Track different versions of analyses:

version <- format(Sys.Date(), "%Y%m%d")

sink_spec(
  fields = "model",
  dir = sprintf("artifacts://models/v_%s", version),
  template = "{subject}_{session}_{.row_key}"
)

# Creates versioned paths:
# artifacts://models/v_20240315/subj01_ses1_abc123.rds
# artifacts://models/v_20240316/subj01_ses1_def456.rds

Troubleshooting

Issue: “No space left on device”

# Check where artifacts are going
paths_get()$artifacts

# Switch to larger storage
paths_set(artifacts = "/large/storage/partition")

Issue: “Permission denied”

# Ensure write permissions
dir <- resolve_path("artifacts://test")
dir.create(dir, recursive = TRUE, mode = "0755")

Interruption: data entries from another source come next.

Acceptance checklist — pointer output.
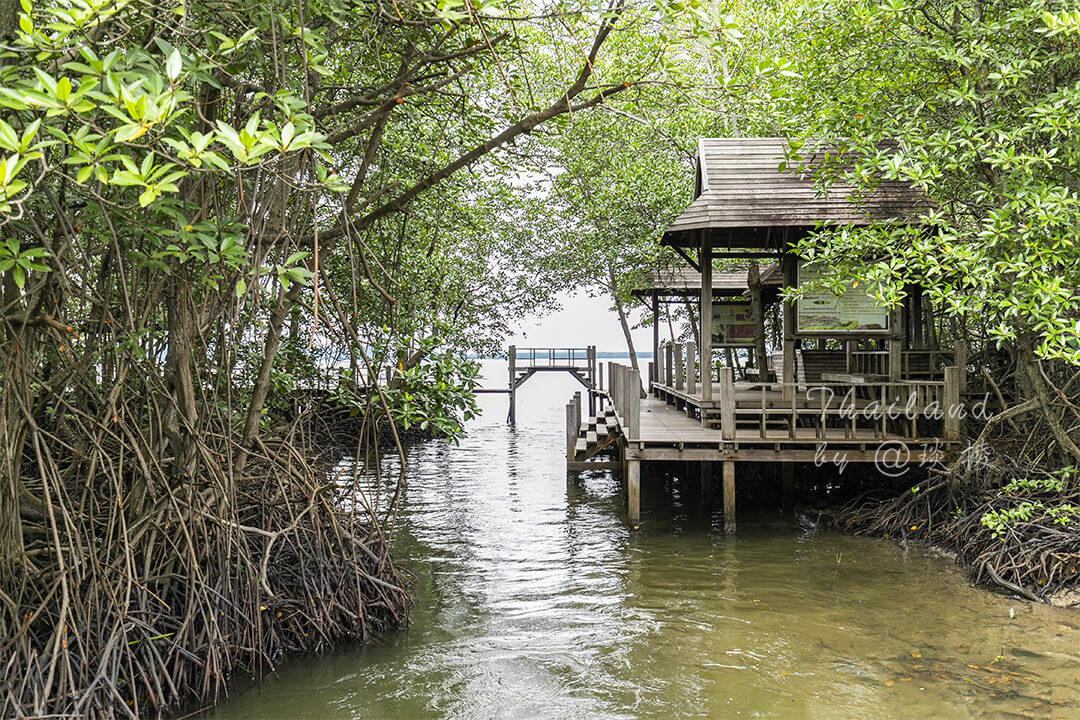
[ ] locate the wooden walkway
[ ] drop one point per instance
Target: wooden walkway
(747, 422)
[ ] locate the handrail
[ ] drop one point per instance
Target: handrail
(902, 404)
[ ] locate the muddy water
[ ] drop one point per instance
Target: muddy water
(534, 600)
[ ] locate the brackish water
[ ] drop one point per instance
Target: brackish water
(534, 600)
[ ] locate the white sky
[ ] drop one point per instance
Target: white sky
(583, 321)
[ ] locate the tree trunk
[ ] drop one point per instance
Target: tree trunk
(183, 416)
(612, 287)
(1030, 370)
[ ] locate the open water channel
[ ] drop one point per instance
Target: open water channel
(535, 600)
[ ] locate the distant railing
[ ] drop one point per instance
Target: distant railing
(896, 408)
(581, 357)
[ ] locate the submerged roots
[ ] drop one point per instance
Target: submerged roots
(138, 591)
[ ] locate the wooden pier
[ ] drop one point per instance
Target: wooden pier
(580, 363)
(834, 390)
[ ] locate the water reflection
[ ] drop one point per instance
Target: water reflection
(535, 601)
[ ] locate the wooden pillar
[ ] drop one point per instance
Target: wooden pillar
(790, 266)
(679, 369)
(670, 364)
(706, 483)
(953, 422)
(705, 315)
(660, 371)
(512, 362)
(729, 497)
(653, 376)
(787, 479)
(571, 433)
(727, 404)
(918, 339)
(757, 311)
(895, 343)
(577, 411)
(960, 356)
(691, 384)
(633, 405)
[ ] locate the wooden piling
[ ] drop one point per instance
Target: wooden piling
(679, 368)
(953, 421)
(691, 383)
(729, 497)
(706, 484)
(669, 364)
(512, 361)
(787, 479)
(705, 315)
(727, 404)
(571, 433)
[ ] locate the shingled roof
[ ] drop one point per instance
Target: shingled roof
(744, 201)
(684, 281)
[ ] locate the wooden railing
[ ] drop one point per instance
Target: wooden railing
(896, 408)
(921, 364)
(678, 366)
(580, 357)
(624, 392)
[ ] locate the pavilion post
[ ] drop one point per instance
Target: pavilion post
(653, 377)
(679, 370)
(691, 385)
(790, 268)
(670, 364)
(895, 343)
(757, 311)
(959, 355)
(705, 315)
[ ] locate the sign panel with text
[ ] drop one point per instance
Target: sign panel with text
(732, 324)
(821, 311)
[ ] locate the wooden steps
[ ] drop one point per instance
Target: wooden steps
(595, 435)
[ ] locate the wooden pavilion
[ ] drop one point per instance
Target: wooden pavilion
(851, 378)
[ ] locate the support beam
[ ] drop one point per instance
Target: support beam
(954, 426)
(512, 358)
(705, 317)
(706, 484)
(679, 368)
(895, 343)
(729, 498)
(727, 404)
(787, 479)
(790, 267)
(691, 381)
(669, 364)
(653, 375)
(960, 356)
(757, 312)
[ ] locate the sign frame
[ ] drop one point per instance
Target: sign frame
(886, 314)
(741, 340)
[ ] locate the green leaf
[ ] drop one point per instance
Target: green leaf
(173, 65)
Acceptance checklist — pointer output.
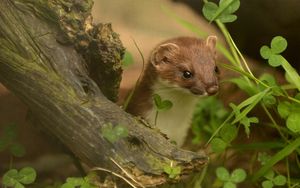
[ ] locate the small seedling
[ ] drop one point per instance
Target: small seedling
(223, 12)
(161, 105)
(272, 54)
(278, 45)
(290, 112)
(114, 133)
(17, 179)
(72, 182)
(273, 180)
(263, 158)
(230, 180)
(172, 171)
(127, 60)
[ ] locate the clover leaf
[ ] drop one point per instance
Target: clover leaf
(230, 180)
(290, 112)
(15, 178)
(74, 182)
(223, 12)
(114, 133)
(278, 45)
(272, 180)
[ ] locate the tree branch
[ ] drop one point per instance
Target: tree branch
(39, 63)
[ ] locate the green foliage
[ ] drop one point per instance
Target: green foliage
(290, 111)
(161, 105)
(230, 180)
(79, 182)
(272, 180)
(127, 60)
(278, 45)
(263, 158)
(272, 54)
(172, 171)
(223, 12)
(114, 133)
(8, 141)
(209, 114)
(17, 179)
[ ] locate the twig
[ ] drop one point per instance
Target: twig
(127, 174)
(115, 174)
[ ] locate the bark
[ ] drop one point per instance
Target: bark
(65, 68)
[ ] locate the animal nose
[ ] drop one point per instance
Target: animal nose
(211, 90)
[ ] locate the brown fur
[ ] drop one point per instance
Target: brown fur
(168, 61)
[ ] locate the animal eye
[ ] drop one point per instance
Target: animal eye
(187, 74)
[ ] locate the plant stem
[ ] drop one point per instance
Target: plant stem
(156, 115)
(288, 172)
(274, 122)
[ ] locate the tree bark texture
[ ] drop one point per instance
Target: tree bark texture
(65, 68)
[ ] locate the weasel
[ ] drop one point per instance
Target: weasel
(180, 70)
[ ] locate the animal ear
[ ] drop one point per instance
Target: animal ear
(211, 42)
(163, 53)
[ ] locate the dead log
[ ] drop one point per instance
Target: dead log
(65, 68)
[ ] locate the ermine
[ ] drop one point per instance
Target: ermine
(179, 70)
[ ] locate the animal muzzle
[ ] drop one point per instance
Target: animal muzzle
(211, 90)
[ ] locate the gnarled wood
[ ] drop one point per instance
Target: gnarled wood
(55, 60)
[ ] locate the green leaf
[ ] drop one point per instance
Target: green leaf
(230, 6)
(247, 122)
(263, 158)
(229, 185)
(209, 9)
(10, 131)
(279, 180)
(238, 175)
(275, 60)
(292, 74)
(28, 175)
(127, 60)
(17, 150)
(284, 109)
(218, 145)
(228, 133)
(269, 100)
(278, 45)
(249, 105)
(277, 157)
(267, 184)
(243, 84)
(293, 122)
(225, 10)
(172, 171)
(265, 52)
(228, 18)
(74, 182)
(13, 178)
(270, 175)
(222, 174)
(9, 178)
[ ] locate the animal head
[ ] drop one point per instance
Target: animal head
(189, 63)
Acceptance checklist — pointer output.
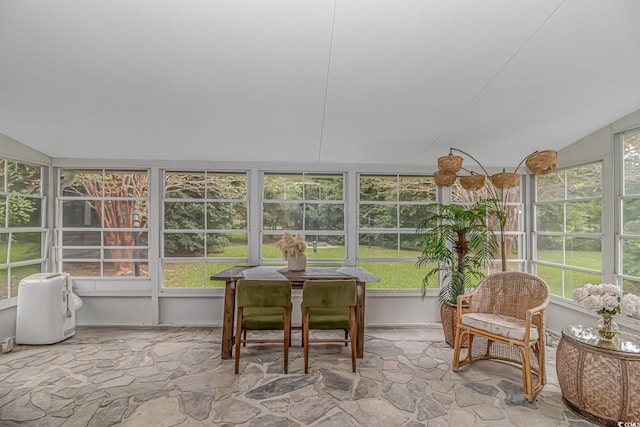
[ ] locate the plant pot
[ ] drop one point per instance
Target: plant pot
(297, 263)
(448, 315)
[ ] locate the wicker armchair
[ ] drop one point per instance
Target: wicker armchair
(505, 321)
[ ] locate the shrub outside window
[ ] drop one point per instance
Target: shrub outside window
(22, 220)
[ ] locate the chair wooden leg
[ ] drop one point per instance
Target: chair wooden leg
(305, 339)
(354, 334)
(456, 349)
(238, 335)
(287, 339)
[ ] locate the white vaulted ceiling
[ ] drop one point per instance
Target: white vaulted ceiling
(314, 81)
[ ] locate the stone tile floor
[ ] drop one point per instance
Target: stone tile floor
(175, 377)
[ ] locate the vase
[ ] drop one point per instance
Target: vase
(607, 326)
(297, 263)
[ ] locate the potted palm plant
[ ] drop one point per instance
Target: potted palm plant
(460, 243)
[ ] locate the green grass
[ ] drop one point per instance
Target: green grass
(573, 279)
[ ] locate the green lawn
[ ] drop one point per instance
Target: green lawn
(393, 275)
(573, 279)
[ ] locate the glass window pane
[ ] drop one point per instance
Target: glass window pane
(628, 286)
(631, 257)
(631, 162)
(4, 284)
(25, 212)
(19, 273)
(282, 216)
(550, 187)
(388, 272)
(412, 215)
(81, 238)
(283, 187)
(550, 217)
(185, 275)
(411, 276)
(577, 279)
(552, 276)
(631, 216)
(411, 245)
(549, 249)
(188, 185)
(120, 213)
(269, 249)
(81, 213)
(23, 178)
(124, 238)
(126, 253)
(324, 217)
(125, 269)
(585, 253)
(81, 183)
(3, 211)
(584, 217)
(323, 187)
(230, 245)
(25, 246)
(325, 247)
(378, 188)
(376, 245)
(79, 268)
(226, 186)
(4, 248)
(125, 184)
(584, 181)
(226, 215)
(378, 216)
(416, 189)
(183, 216)
(184, 245)
(93, 254)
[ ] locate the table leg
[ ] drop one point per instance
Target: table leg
(227, 321)
(360, 288)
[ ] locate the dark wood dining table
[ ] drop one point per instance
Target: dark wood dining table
(297, 279)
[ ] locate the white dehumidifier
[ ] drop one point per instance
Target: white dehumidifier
(46, 309)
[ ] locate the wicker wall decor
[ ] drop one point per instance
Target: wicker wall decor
(542, 162)
(450, 164)
(539, 163)
(472, 182)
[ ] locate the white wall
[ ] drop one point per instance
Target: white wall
(146, 306)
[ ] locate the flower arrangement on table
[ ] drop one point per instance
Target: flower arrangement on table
(292, 249)
(605, 299)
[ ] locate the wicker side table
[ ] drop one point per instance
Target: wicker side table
(600, 379)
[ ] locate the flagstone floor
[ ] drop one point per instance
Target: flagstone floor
(175, 377)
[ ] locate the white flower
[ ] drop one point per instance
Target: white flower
(580, 294)
(609, 302)
(611, 289)
(593, 302)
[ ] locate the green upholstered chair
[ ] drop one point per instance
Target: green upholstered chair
(328, 305)
(263, 305)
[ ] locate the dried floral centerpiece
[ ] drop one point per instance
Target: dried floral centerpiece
(292, 249)
(605, 300)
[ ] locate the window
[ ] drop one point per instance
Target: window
(629, 202)
(101, 228)
(204, 226)
(22, 232)
(514, 236)
(568, 228)
(390, 209)
(307, 203)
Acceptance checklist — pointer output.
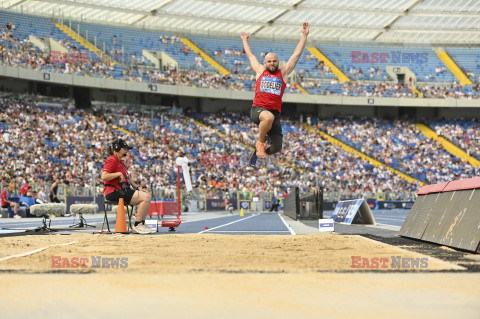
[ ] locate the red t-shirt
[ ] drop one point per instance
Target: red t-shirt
(114, 165)
(4, 198)
(24, 189)
(269, 90)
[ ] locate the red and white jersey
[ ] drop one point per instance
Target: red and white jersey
(269, 90)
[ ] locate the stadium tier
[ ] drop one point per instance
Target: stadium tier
(365, 65)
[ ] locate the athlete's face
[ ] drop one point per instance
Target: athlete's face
(271, 62)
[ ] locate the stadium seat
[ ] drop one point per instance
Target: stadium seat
(128, 210)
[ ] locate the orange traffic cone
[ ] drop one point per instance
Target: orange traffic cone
(121, 224)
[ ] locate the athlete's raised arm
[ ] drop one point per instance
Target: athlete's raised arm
(256, 66)
(288, 67)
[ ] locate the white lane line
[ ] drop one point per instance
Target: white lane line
(287, 225)
(236, 221)
(250, 231)
(35, 251)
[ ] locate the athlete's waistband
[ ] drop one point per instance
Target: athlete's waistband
(266, 108)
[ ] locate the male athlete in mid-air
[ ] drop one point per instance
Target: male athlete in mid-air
(267, 104)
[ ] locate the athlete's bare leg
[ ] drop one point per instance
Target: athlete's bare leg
(266, 121)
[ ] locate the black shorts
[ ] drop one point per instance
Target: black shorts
(276, 126)
(126, 194)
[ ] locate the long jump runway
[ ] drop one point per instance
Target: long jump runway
(199, 223)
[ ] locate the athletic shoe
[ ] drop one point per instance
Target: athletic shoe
(253, 159)
(140, 229)
(260, 150)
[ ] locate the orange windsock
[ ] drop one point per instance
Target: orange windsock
(121, 224)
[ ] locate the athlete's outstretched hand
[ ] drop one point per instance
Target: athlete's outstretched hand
(305, 28)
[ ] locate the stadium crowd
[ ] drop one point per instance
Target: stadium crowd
(22, 53)
(42, 144)
(465, 134)
(400, 144)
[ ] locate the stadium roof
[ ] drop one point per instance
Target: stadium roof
(400, 21)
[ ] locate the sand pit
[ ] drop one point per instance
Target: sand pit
(213, 276)
(211, 253)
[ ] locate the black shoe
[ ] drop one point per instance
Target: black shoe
(253, 159)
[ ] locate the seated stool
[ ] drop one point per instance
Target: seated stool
(128, 210)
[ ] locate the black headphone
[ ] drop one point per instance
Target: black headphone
(116, 146)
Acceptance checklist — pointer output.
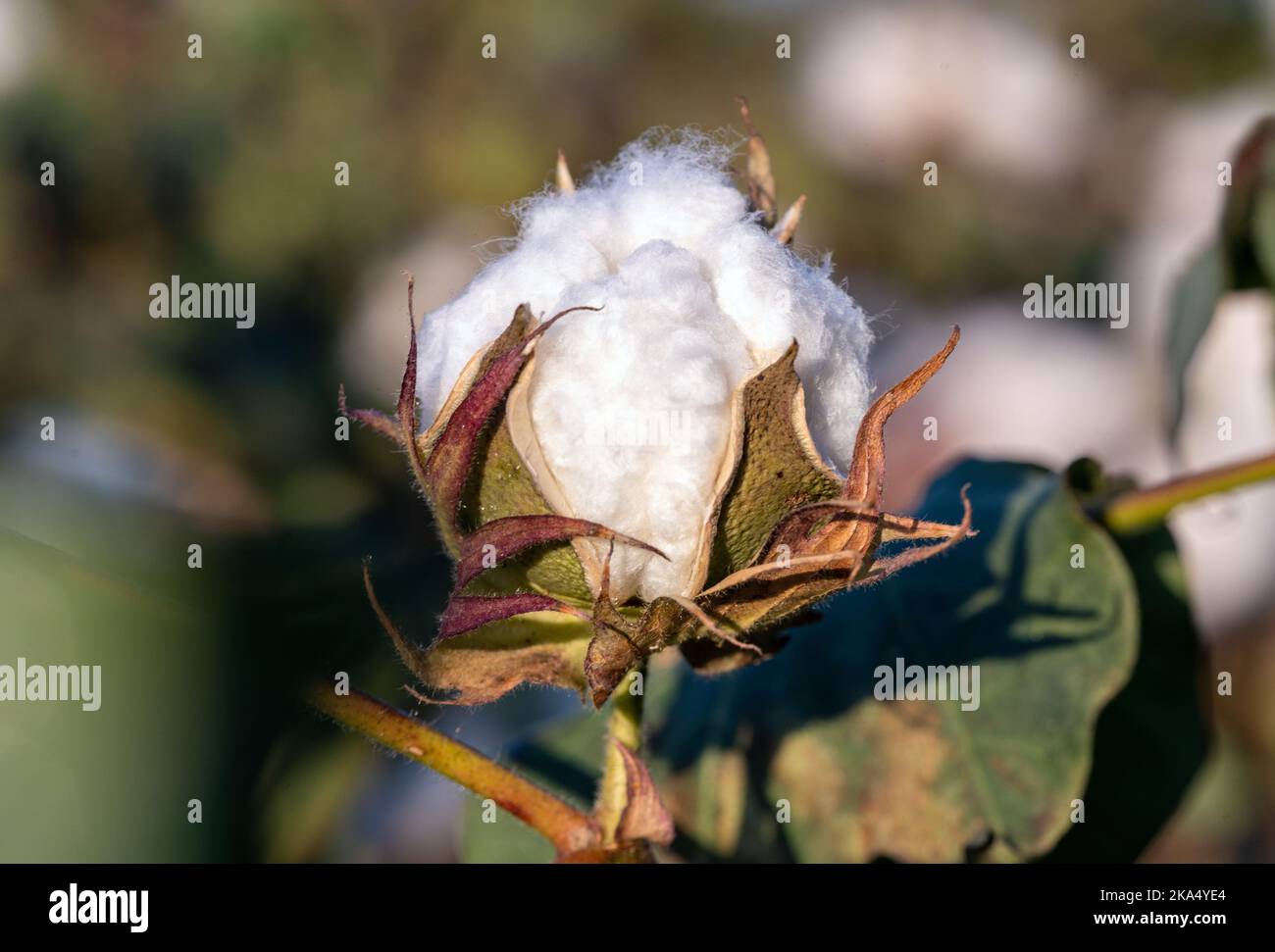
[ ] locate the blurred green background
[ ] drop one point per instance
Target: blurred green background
(221, 169)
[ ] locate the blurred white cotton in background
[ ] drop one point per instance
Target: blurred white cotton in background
(632, 406)
(884, 85)
(1224, 542)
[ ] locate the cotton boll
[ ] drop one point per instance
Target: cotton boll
(632, 406)
(646, 383)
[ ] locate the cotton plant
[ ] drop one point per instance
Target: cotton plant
(649, 426)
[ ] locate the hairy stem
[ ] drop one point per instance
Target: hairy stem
(625, 727)
(566, 827)
(1142, 509)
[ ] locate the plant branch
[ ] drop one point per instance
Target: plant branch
(1140, 509)
(625, 727)
(566, 827)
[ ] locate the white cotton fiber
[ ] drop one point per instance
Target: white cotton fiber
(632, 404)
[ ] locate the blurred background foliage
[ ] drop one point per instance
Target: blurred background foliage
(221, 169)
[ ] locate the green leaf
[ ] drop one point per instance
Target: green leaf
(925, 780)
(1152, 738)
(1241, 258)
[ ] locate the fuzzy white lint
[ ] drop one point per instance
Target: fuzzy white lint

Issue: Can’t find artifact files

# Check if paths match between systems
artifact_path <- results$model[[1]]$path
file.exists(artifact_path)

# Use relative paths in portable code
relative_path <- sub(paths_get()$artifacts, "artifacts://", artifact_path)

Best Practices

  1. Use artifacts for outputs > 10MB

    # Good: Large objects as artifacts
    schema = returns(big_model = artifact(), summary = dbl())
    
    # Bad: Everything as artifact (unnecessary I/O)
    schema = returns(tiny_value = artifact())
  2. Organize artifacts hierarchically

    # Good: Clear organization
    "artifacts://preprocessing/cleaned/"
    "artifacts://models/fitted/"
    "artifacts://results/figures/"
    
    # Bad: Flat structure
    "artifacts://everything/"
  3. Include metadata with artifacts

    sink_spec(
      fields = "model",
      dir = "artifacts://models",
      sidecar = "json"  # Creates .json with metadata
    )
  4. Clean up old artifacts periodically

    # Remove artifacts older than 30 days
    old_files <- list.files(
      resolve_path("artifacts://temp"),
      full.names = TRUE,
      recursive = TRUE
    )
    file.remove(old_files[file.mtime(old_files) < Sys.Date() - 30])

Next Steps

Now that you understand artifacts, learn about:

Quick Reference

Function Purpose Example
artifact() Declare field as artifact returns(model = artifact())
sink_spec() Configure artifact storage sink_spec(fields = "model", dir = "artifacts://")
resolve_path() Get absolute path resolve_path("artifacts://models")
readRDS() Load artifact readRDS(results$model[[1]]$path)
Sink Option Purpose Example
fields What to save fields = c("model", "data")
dir Where to save dir = "artifacts://outputs"
format File format format = "rds" or format = list(model = "rds", plot = "pdf")
template Naming pattern template = "{subject}/{session}.rds"
overwrite Resume behavior overwrite = "skip"

Summary

Artifacts solve the large output problem by:

  • Automatically saving large objects to disk during processing
  • Returning references instead of loading everything into memory
  • Using portable paths that work across different systems
  • Enabling selective loading of only the data you need

Start using artifacts when your outputs exceed ~10MB per item or when total memory usage becomes a concern. Your RAM (and your cluster admin) will thank you!